From: Mel Gorman <mel@csn.ul.ie>
To: Andrew Morton <akpm@linux-foundation.org>
Cc: linux-mm@kvack.org, penberg@cs.helsinki.fi, riel@redhat.com,
kosaki.motohiro@jp.fujitsu.com, cl@linux-foundation.org,
hannes@cmpxchg.org, npiggin@suse.de,
linux-kernel@vger.kernel.org, ming.m.lin@intel.com,
yanmin_zhang@linux.intel.com
Subject: Re: [PATCH 20/20] Get rid of the concept of hot/cold page freeing
Date: Thu, 26 Feb 2009 16:37:51 +0000 [thread overview]
Message-ID: <20090226163751.GG32756@csn.ul.ie> (raw)
In-Reply-To: <20090225081954.8776ba9b.akpm@linux-foundation.org>
On Wed, Feb 25, 2009 at 08:19:54AM -0800, Andrew Morton wrote:
> On Wed, 25 Feb 2009 16:01:25 +0000 Mel Gorman <mel@csn.ul.ie> wrote:
>
> > ...
> >
> > > That would rub out the benefit which that microbenchmark
> > > demonstrated?
> > >
> >
> > It'd impact it for sure. Due to the non-temporal stores, I'm surprised
> > there is any measurable impact from the patch. This has likely been the
> > case since commit 0812a579c92fefa57506821fa08e90f47cb6dbdd. My reading of
> > this (someone correct/enlighten) is that even if the data was cache hot,
> > it is pushed out as a result of the non-temporal access.
>
> yup, that's my understanding.
>
> > The changelog doesn't give the reasoning for using uncached accesses but maybe
> > it's because for filesystem writes, it is not expected that the data will be
> > accessed by the CPU any more and the storage device driver has less work to
> > do to ensure the data in memory is not dirty in cache (this is speculation,
> > I don't know for sure what the expected benefit is meant to be but it might
> > be in the manual, I'll check later).
> >
> > Thinking of alternative microbenchmarks that might show this up....
>
> Well, 0812a579c92fefa57506821fa08e90f47cb6dbdd is beeing actively
> discussed over in the "Performance regression in write() syscall"
> thread. There are patches there which disable the movnt for
> less-than-PAGE_SIZE copies. Perhaps adapt those to disable movnt
> altogether to then see whether the use of movnt broke the advantages
> which hot-cold-pages gave us?
>
I checked just what that patch was doing with write-truncate and the results
show that using temporal access for small files appeared to have a huge
positive difference for the microbenchmark. It also showed that hot/cold
freeing (i.e. the current code) was a gain when temporal accesses were used
but then I saw a big problem with the benchmark.

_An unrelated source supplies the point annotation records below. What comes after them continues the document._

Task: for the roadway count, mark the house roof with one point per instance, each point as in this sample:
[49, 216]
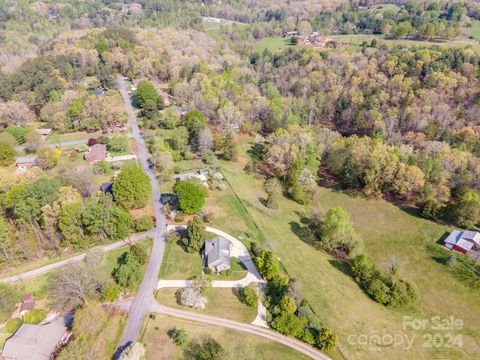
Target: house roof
[217, 251]
[97, 152]
[106, 187]
[454, 236]
[34, 342]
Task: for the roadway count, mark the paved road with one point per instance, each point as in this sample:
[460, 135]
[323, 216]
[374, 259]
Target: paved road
[269, 334]
[47, 268]
[144, 299]
[62, 144]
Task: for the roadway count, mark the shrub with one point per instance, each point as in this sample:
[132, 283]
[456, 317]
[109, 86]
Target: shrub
[289, 324]
[13, 325]
[143, 223]
[179, 218]
[402, 293]
[267, 264]
[34, 316]
[206, 349]
[326, 339]
[196, 235]
[179, 336]
[102, 140]
[363, 269]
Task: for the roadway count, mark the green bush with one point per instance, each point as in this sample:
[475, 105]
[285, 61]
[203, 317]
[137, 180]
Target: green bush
[13, 325]
[179, 218]
[191, 196]
[34, 316]
[110, 291]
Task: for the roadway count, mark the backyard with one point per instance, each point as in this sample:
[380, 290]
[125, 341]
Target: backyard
[338, 301]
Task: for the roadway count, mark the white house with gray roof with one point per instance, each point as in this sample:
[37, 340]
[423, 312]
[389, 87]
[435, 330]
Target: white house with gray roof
[217, 254]
[36, 342]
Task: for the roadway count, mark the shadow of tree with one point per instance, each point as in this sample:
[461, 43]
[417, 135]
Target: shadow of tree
[341, 265]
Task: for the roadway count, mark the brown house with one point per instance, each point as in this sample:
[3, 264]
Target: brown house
[97, 152]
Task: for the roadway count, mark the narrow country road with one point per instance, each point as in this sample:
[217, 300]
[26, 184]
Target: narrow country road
[47, 268]
[269, 334]
[143, 301]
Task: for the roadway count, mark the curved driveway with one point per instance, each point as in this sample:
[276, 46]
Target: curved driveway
[269, 334]
[47, 268]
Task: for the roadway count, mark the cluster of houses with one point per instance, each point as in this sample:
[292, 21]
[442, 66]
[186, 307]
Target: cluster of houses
[35, 342]
[315, 39]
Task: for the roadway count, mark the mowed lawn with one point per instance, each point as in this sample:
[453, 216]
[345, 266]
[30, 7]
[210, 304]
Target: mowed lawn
[221, 302]
[178, 264]
[160, 347]
[474, 30]
[336, 298]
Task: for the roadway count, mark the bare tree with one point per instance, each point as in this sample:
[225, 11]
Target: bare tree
[72, 287]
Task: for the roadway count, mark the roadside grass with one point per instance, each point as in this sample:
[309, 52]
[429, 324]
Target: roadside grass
[387, 231]
[274, 44]
[385, 7]
[38, 285]
[358, 39]
[222, 302]
[160, 347]
[178, 264]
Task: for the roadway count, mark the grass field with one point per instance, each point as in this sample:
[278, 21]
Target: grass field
[273, 44]
[222, 302]
[355, 40]
[474, 30]
[335, 297]
[160, 347]
[385, 7]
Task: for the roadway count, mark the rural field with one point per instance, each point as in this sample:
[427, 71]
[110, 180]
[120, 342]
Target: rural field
[237, 344]
[338, 301]
[221, 302]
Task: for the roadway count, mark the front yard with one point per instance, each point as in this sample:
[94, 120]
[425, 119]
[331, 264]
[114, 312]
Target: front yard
[222, 302]
[237, 344]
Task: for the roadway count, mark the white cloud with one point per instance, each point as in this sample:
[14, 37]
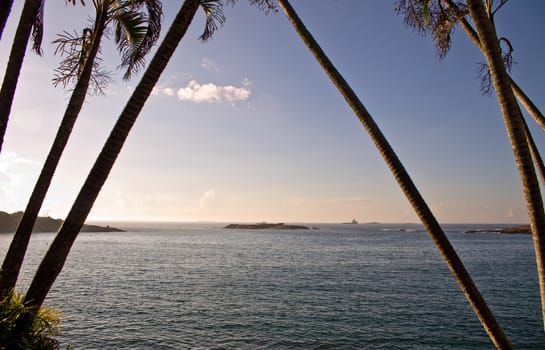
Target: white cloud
[209, 65]
[212, 93]
[17, 178]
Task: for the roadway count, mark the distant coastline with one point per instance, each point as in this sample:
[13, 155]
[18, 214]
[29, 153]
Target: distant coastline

The deviations between runs are huge - really huge and I had missed that
before. I redid the test to run a larger number of iterations and then 20
times in a row on a kernel with hot/cold freeing and I got;
size avg stddev
64 3.337564 0.619085
128 2.753963 0.461398
256 2.556934 0.461848
512 2.736831 0.475484
1024 2.561668 0.470887
2048 2.719766 0.478039
4096 2.963039 0.407311
8192 4.043475 0.236713
16384 6.098094 0.249132
32768 9.439190 0.143978
where size is the size of the write/truncate, avg is the average time and the
stddev is the standard deviation. For small sizes, it's too massive to draw
any reasonable conclusion from the microbenchmark. Factors like scheduling,
whether sync happened and a host of other issues muck up the results.
More importantly, I then checked how many times we freed cold pages during
the test and the answer is ..... *never*. They were all hot page releases
which is what my patch originally forced and the profiles agreed because they
showed no samples in the "if (cold)" branch. Cold pages were only freed if I
made kswapd kick off which was my original expectation as a system reclaiming
is currently polluting cache with scanning so it's not important.
Based on that nugget, the patch makes common sense because we never take the
cold branch at a time we care. Common sense also tells me the patch should
be an improvement because pagevec is smaller. Proving it's a good change is
not working out very well at all.
> argh.
>
> Sorry to be pushing all this kernel archeology at you.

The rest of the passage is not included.